AMC Entertainment on Friday said it’s drawn up a new debt agreement that the company hopes will help it stay afloat as the novel coronavirus pandemic continues to impact the industry.
The company, which operates the largest theater chain in the country, said it will raise as much as $200 million in cash by allowing certain current debt-holders to exchange their notes at better terms. Under the terms of the deal, the debt-holders will receive interest of 10% in cash or 12% in additional notes due in 2026.
AMC, which has been rocked by the pandemic and massive amounts of debt already on its books, has also restructured some of its debt deals and said in the filing with the Securities and Exchange Commission on Friday that its chief lender, Silver Lake Partners, was buying an additional $100 million in first-lien notes.
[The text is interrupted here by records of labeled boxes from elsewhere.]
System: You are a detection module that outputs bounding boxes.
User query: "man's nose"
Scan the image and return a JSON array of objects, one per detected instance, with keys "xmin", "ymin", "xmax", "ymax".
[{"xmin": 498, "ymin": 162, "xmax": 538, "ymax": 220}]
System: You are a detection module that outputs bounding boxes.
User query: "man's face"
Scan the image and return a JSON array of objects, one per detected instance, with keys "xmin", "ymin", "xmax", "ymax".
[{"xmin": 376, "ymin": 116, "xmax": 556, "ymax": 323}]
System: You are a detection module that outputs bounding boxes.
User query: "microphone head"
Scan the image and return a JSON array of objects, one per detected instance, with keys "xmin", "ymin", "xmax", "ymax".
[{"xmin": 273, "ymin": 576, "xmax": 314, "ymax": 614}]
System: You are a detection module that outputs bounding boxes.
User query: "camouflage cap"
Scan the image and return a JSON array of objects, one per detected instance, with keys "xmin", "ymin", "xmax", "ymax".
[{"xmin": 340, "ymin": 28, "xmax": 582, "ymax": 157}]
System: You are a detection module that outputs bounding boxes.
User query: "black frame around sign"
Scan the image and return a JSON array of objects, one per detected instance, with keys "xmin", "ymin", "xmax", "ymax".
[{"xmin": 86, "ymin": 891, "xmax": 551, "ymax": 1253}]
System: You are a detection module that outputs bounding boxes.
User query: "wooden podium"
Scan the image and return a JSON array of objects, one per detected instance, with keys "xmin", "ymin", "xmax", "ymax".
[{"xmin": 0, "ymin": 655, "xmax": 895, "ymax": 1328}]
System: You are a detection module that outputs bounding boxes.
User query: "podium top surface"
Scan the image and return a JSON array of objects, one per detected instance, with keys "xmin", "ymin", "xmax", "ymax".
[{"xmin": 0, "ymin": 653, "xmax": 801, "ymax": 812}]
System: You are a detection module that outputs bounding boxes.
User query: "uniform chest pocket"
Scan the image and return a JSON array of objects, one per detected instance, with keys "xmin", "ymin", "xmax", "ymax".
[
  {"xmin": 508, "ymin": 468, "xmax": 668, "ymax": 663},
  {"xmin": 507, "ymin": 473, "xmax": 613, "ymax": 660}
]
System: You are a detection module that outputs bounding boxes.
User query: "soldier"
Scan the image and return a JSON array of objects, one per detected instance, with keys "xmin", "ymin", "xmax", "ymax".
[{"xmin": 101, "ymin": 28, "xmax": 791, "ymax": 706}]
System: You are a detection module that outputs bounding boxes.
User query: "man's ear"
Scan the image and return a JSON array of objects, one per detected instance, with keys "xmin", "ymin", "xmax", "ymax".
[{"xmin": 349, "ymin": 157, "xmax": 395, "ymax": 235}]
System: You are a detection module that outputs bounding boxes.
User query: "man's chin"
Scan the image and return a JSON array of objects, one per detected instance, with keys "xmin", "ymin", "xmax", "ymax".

The private equity firm already holds $600 million of convertible bonds in AMC.
AMC said in its filing that the new debt agreement will be “highly beneficial” as the company tries to free up liquidity to stave off bankruptcy and survive the pandemic.
Last month, AMC reported a net loss of $2.2 billion for the first quarter, which ended March 31.
The cinema chain tallied roughly $5 billion in debt at the end of 2019 and losses of $149 million — that was after recording a $110 million profit in 2018. Even before the pandemic brought Hollywood to its knees, AMC CEO Adam Aron said that he and other top executives had agreed to cut their salaries and bonuses for three years.
In March, AMC was forced to furlough all 600 corporate employees who work out of its Leawood, Kansas, headquarters, including Aron.
AMC, along with all the other theater chains, have been forced to push plans to reopen theaters — which it desperately needs — as Hollywood studios have continued to shuffle the releases of major films like “Tenet” and “Mulan,” which the industry hopes will be able to help revive moviegoing.